Hike along the chalk footpaths of the South Downs hill tops, passing through woodlands, meadows and rolling fields by following our walking route that covers Beddingham Hill, Alciston and Firle Estate in East Sussex.
1
To the Beacon
This walk begins with stunning views from the wind-buffeted summit of Firle Beacon. From the car park, turn your back to the road, head left through the gate to pick up the South Downs Way (SDW). Keep straight on until you reach Firle Beacon, where the sea at Newhaven shimmers on the horizon to the south.
2
Rolling paths
After another, smaller, hill, turn left at the gorse bushes and follow the bridleway sign through a wooden gate and down a steep descent. The white scar of the disused Bopeep chalk pit sits far below.
The path becomes shady and deeply rutted before emerging on a chalk track. Turn right through pleasant fields until you reach a triangular seat. Turn left here towards Alciston with its chocolate-box cottages and enormous tithe barn (there are 50,000 tiles in that roof).
3
Woodland ways
Continue through the village passing an impressive restored dovecote, once part of a 14th-century monastery. Shortly after on your right is the undedicated church with its list of vicars dating to 1353.
Refreshment beckons at The Rose Cottage Inn, after which continue on, turning left opposite No 53 onto a footpath that passes through a swing gate into a paddock. Continue over the plank bridge. In the next meadow, follow the bend of the path through a gap and up along the right-hand side of the meadow beyond. Climb a stile onto the lane, turn left, then right at the concrete drive marked Firle Estate.
At the end of the drive, continue on into the unmown grass. Pass Tilton Wood, then follow the path through a series of gates and across a drive, coming to Charleston House.
4
Trail art
Charleston was the Sussex home of the Bloomsbury Set, the famous group of writers, artists and intellectuals that included Virginia Woolf and EM Forster. Now a museum, its interior, decorated by the artists Duncan Grant and Vanessa Bell, is a feast for the eyes. Art spills into the dreamy walled cottage garden, too: mosaic pavements, tile-edged pools, and life-sized sculptures by Quentin Bell.
Continue ahead through the metal gates with Firle Tower, a 19th-century gamekeeper’s lookout, ahead of you. Take a left, then a right into the next meadow, and in the meadow beyond that, keep slightly left until you come to a small wooden gate in the centre of the hedge leading into a crop field.

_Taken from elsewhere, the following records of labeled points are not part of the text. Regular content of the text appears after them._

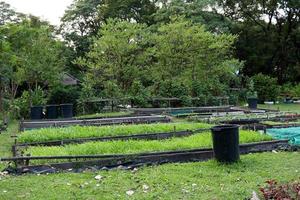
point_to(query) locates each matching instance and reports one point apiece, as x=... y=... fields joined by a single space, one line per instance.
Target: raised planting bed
x=147 y=136
x=249 y=118
x=55 y=163
x=107 y=115
x=182 y=110
x=28 y=125
x=139 y=146
x=289 y=133
x=78 y=132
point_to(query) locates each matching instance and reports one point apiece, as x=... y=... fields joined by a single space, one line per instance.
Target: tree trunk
x=1 y=96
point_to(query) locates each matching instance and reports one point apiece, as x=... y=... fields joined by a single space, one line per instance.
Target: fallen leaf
x=254 y=196
x=145 y=187
x=130 y=192
x=98 y=177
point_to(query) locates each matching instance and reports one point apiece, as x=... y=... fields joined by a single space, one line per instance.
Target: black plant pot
x=252 y=102
x=226 y=143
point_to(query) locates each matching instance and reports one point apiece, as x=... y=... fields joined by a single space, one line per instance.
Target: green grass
x=108 y=114
x=74 y=132
x=189 y=181
x=138 y=146
x=282 y=107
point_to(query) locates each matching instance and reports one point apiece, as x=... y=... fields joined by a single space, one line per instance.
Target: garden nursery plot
x=200 y=140
x=199 y=180
x=292 y=134
x=76 y=132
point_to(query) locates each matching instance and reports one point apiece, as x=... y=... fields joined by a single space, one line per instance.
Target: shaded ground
x=206 y=180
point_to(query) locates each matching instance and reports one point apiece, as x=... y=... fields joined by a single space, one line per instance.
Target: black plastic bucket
x=66 y=110
x=52 y=111
x=36 y=112
x=252 y=103
x=226 y=143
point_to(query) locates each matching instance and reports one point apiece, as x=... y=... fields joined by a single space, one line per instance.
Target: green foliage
x=266 y=87
x=49 y=134
x=296 y=91
x=268 y=34
x=84 y=18
x=32 y=56
x=64 y=94
x=251 y=93
x=140 y=146
x=139 y=94
x=129 y=59
x=106 y=114
x=22 y=104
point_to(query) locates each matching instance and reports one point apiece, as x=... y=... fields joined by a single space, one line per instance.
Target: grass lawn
x=203 y=180
x=282 y=107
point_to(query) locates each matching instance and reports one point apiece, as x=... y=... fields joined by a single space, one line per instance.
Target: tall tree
x=269 y=38
x=8 y=15
x=33 y=55
x=84 y=18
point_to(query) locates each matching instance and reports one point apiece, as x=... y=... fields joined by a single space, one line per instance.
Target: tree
x=202 y=12
x=137 y=60
x=84 y=18
x=269 y=36
x=117 y=54
x=187 y=53
x=33 y=55
x=8 y=15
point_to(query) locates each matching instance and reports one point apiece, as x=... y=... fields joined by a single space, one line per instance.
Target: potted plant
x=252 y=96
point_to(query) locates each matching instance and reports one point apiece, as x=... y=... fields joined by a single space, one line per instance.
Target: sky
x=50 y=10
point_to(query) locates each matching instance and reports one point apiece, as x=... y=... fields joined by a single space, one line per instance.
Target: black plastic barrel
x=66 y=110
x=252 y=103
x=226 y=143
x=52 y=111
x=36 y=112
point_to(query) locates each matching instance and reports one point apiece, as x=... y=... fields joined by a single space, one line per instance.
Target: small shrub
x=275 y=191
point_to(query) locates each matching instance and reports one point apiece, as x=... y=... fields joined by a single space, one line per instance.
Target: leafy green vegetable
x=137 y=146
x=74 y=132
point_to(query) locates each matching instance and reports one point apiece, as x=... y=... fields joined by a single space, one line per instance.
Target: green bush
x=22 y=104
x=64 y=94
x=266 y=87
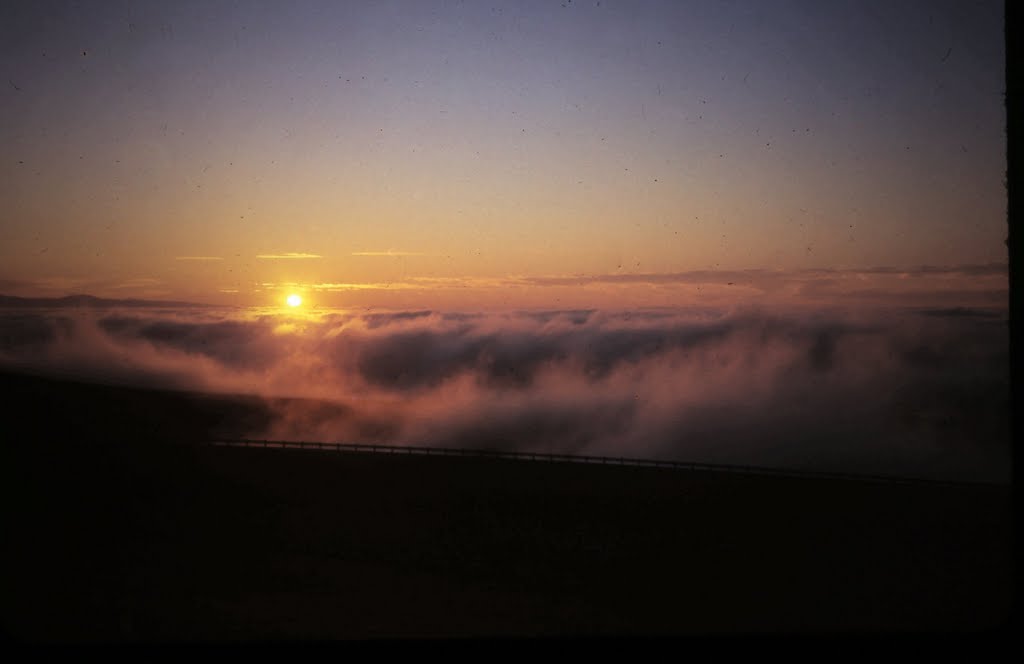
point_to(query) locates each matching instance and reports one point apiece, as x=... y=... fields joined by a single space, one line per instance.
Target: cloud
x=981 y=285
x=904 y=391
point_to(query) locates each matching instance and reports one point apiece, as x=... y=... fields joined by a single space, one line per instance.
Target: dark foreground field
x=115 y=531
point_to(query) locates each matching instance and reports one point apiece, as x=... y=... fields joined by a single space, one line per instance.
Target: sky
x=489 y=155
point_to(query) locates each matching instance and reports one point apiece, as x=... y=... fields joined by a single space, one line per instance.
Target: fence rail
x=371 y=448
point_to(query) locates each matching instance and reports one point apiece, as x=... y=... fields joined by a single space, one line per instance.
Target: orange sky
x=431 y=155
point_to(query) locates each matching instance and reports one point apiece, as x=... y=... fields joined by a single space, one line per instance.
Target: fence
x=369 y=448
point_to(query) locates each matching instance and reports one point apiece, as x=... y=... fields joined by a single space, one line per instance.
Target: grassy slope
x=114 y=535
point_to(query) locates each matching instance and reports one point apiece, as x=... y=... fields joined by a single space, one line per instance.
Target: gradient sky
x=228 y=152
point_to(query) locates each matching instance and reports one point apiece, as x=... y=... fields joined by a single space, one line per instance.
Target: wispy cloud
x=389 y=252
x=140 y=282
x=838 y=388
x=288 y=255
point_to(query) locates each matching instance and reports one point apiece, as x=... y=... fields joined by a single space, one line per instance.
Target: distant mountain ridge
x=82 y=300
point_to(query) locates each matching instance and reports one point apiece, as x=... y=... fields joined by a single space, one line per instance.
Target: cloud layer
x=916 y=392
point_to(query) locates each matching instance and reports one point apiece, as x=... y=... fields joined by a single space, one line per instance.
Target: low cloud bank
x=911 y=392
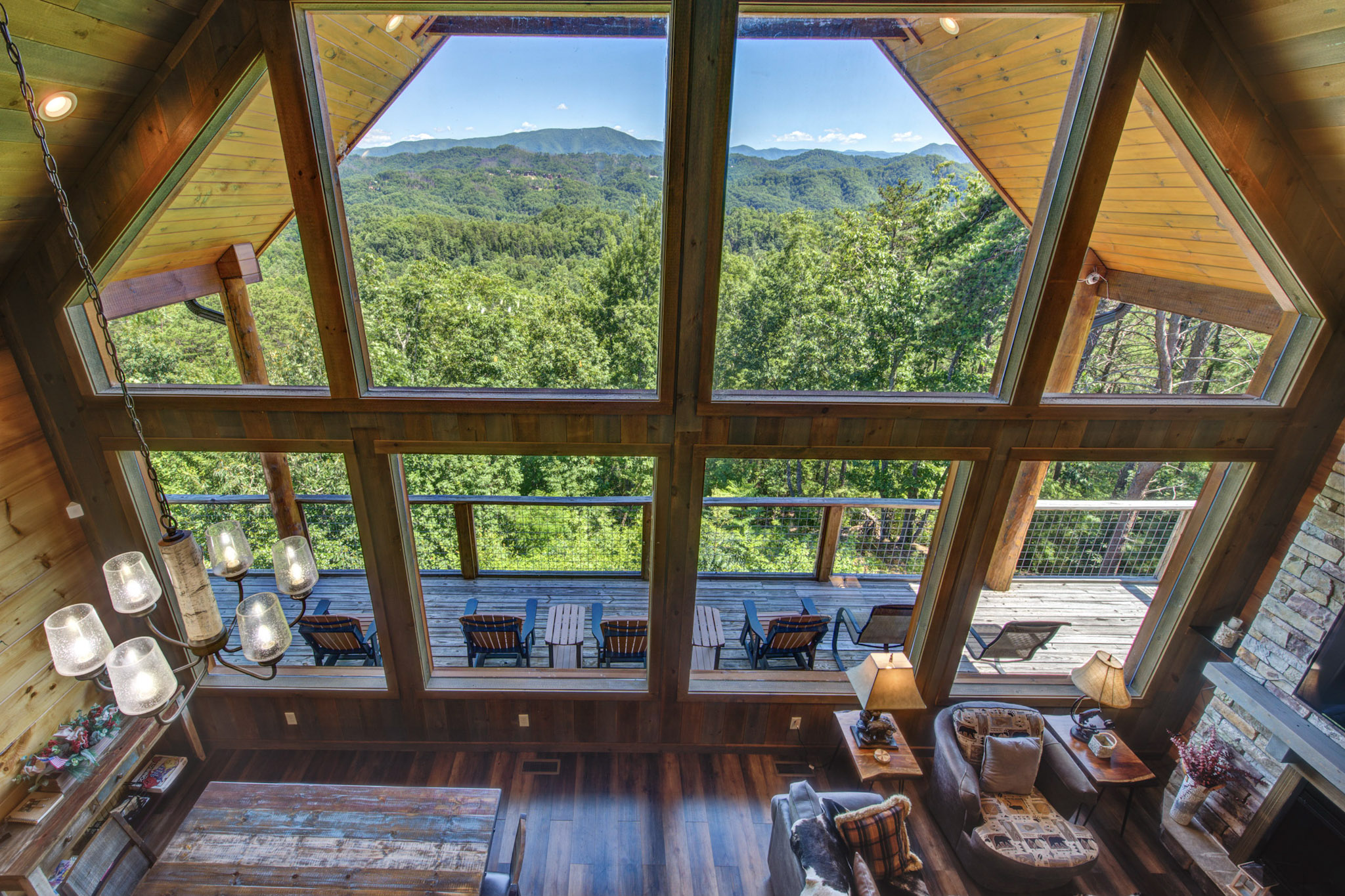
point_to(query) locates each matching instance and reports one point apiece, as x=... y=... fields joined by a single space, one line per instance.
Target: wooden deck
x=1103 y=613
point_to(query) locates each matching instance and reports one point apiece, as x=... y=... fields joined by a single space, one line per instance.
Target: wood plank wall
x=45 y=565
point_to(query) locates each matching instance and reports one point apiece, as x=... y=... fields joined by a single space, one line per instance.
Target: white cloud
x=837 y=136
x=377 y=137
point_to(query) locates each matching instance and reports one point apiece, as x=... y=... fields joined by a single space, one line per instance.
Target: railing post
x=648 y=540
x=1183 y=517
x=829 y=539
x=467 y=561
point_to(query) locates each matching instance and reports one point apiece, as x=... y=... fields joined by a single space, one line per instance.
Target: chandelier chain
x=91 y=282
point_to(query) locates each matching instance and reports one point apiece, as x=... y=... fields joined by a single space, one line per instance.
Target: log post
x=467 y=559
x=237 y=267
x=829 y=539
x=1064 y=368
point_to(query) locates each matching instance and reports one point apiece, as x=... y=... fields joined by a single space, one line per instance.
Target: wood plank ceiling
x=104 y=51
x=1001 y=86
x=240 y=191
x=1296 y=50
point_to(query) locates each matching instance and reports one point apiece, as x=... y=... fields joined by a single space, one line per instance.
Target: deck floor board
x=1105 y=614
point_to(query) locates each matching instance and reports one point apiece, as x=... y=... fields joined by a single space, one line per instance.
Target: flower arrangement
x=1208 y=761
x=73 y=746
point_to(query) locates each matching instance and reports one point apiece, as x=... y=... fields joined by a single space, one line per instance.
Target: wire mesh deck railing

Follow the path, cross the track by the Firle Estate sign and pass through the trees. Ahead of you, the trees’s branches form a majestic frame for the 15th-century French chateau-style Firle Place to your left and Glyndebourne, the famous opera house just visible to the right. Turn right, then left down though the field, through a gate and out onto a lane. Cross over and into Firle’s sheep-grazed parkland.
5
Through the trees
Three wooden posts show the way before you pick up the track to the drive. Visit Firle Place to take in its old masters, furniture and porcelain, or continue along the drive and left into trees. A gate leads on to a wide track between walls, then into Firle village (the church with its John Piper-designed stained-glass window is worth a brief detour). Turn right on the lane, then along a path to the right of the 500-year-old Ram Inn.
6
Meadows and fields
Bear left before the playground, through a footpath into the grazing meadow. Make diagonally right for a gate in the shady corner and leave Firle Estate through the white gates.
Cross over to the track marked ‘Private Road’. Continue on, skirt the barn and follow the path left through the field. About a third of the way down, the path sinks through thick undergrowth to the right (aim for Preston Court Farm). Pass the farm and follow the path onto a track that becomes tarmac, leading eventually to Littledene. Turn left here to begin the climb up to the top of Beddingham Hill.
7
Artist’s cottage
Pay a visit to the ‘The Furlongs’ at Beddingham, the cottage of the painter Peggy Angus. At the fingerpost, go left on to the SDW and continue on to return to the car park.